In a perfect world, the first thing we should feel when we wake up is happy and grateful for the life we lead. The reality is usually far from this. Most of us lead lives where we are constantly rushing around for work or children, getting stressed and not having the time for self-care. This situation does not inspire gratitude, which in turn leads to feeling unhappy.
Within the realm of psychology, there’s a movement called positive psychology. As the name suggests this focuses on gratitude, happiness, compassion, feeling joy and being inspired. Gratitude is an integral part of this and can be as basic as thanking someone for a gift to feeling a deeper emotion of gratefulness when something wrong or sad is remedied.
There have been many studies proving the correlation between gratitude and being happy. We don’t need experts to tell us that appreciating what we have and striving to improve ourselves makes us feel good. What we do need is to ensure we are aware that feeling grateful will definitely lead to better relationships (personal and professional), feeling more optimistic about life in general and improving emotional maturity.
How can you cultivate gratitude?
There are many ways to do this – some will come naturally, while others require more effort – but in the end, they all lead to the end goal of happiness and positivity.

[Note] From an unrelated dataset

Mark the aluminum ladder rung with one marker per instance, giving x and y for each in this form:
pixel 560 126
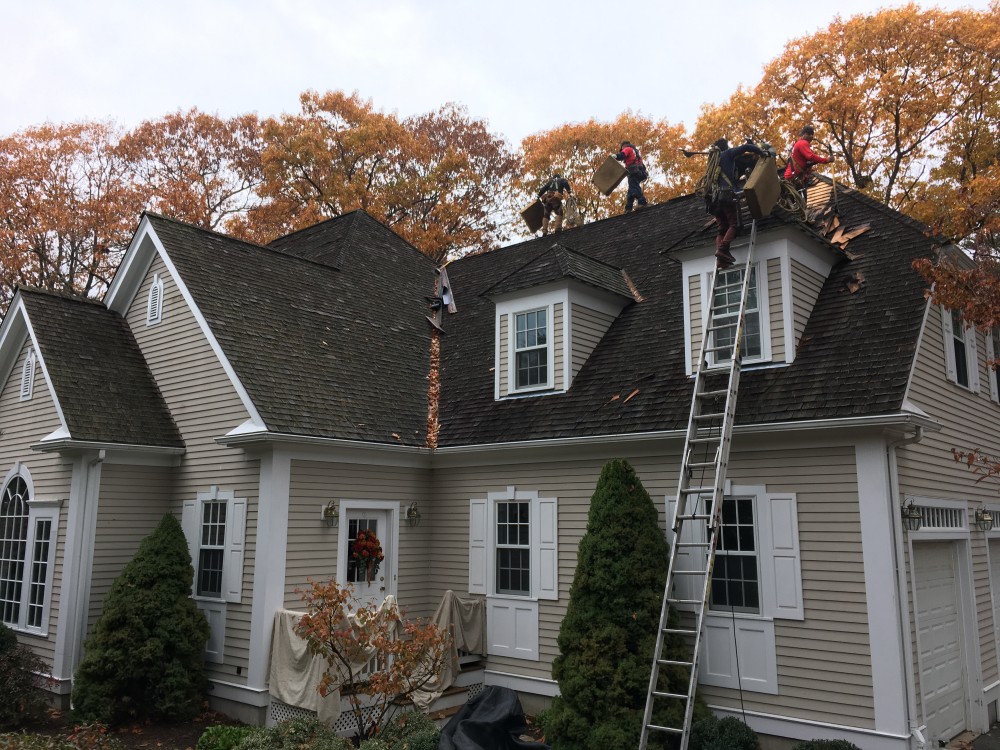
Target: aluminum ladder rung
pixel 697 436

Count your blessings: as cliché as this is, it’s mandatory. Unless you’re an incredibly happy, positive person already, chances are you think the world is unfair and everyone is against you more often than you care to admit! Instead of doing this, think about the good (no matter how insignificant) things that are going in your life. For example, colleagues at work aren’t pulling their weight and leaving you to fix the mess; but you know you’re going home to a supportive partner/family who can hardly wait to see you. A blessing doesn’t have to be grandiose, it can be something as simple as being in good health or going for a walk with your kids.
Say “thank you”: another basic, simple act that can make a massive difference in both your life and the person you’re thanking. If you want to make it even more meaningful, write (yes, write!) a note or letter expressing thanks to your partner, parent, child or friend for just being there. An email is fine but not as personal, and the written word always has a stronger impact.
Keep a gratitude diary: it’s no secret that writing down your hopes, dreams and worries can help bring closure or a solution. Reading what you wrote can give clarity and help release pent up emotions, and this works just as well when you put to paper everything you feel grateful for that day.
Mindful meditation: mindfulness focuses on being acutely aware of the moment and what you’re feeling, and it’s up to the individual to decide what they want to be mindful about. Instead of focusing on your usual aspiration (e.g. empathy, peace of mind, communication), hone in on what you’re grateful for that day.
At work: gratitude is often forgotten at the workplace. We are expected to perform and deliver without receiving praise or thanks. This happens across industries and work levels, and it needs to start with bosses and supervisors thanking their staff. Offices where gratitude is lacking are known to have high staff turnover and poor performance—and it’s so easy to fix. Even something as basic as having a staff appreciation lunch can improve attitudes and the work environment.
Gratitude is an emotion, some say the most important of all. Unfortunately, many of us are hindered by cynicism, narcissism and plain old envy; and we also focus too much on being grateful for material things. This has the reverse effect on feeling grateful and happy. Feel gratitude honestly and it’s guaranteed that you will feel better emotionally, mentally, physically and have better relationships with everyone around you.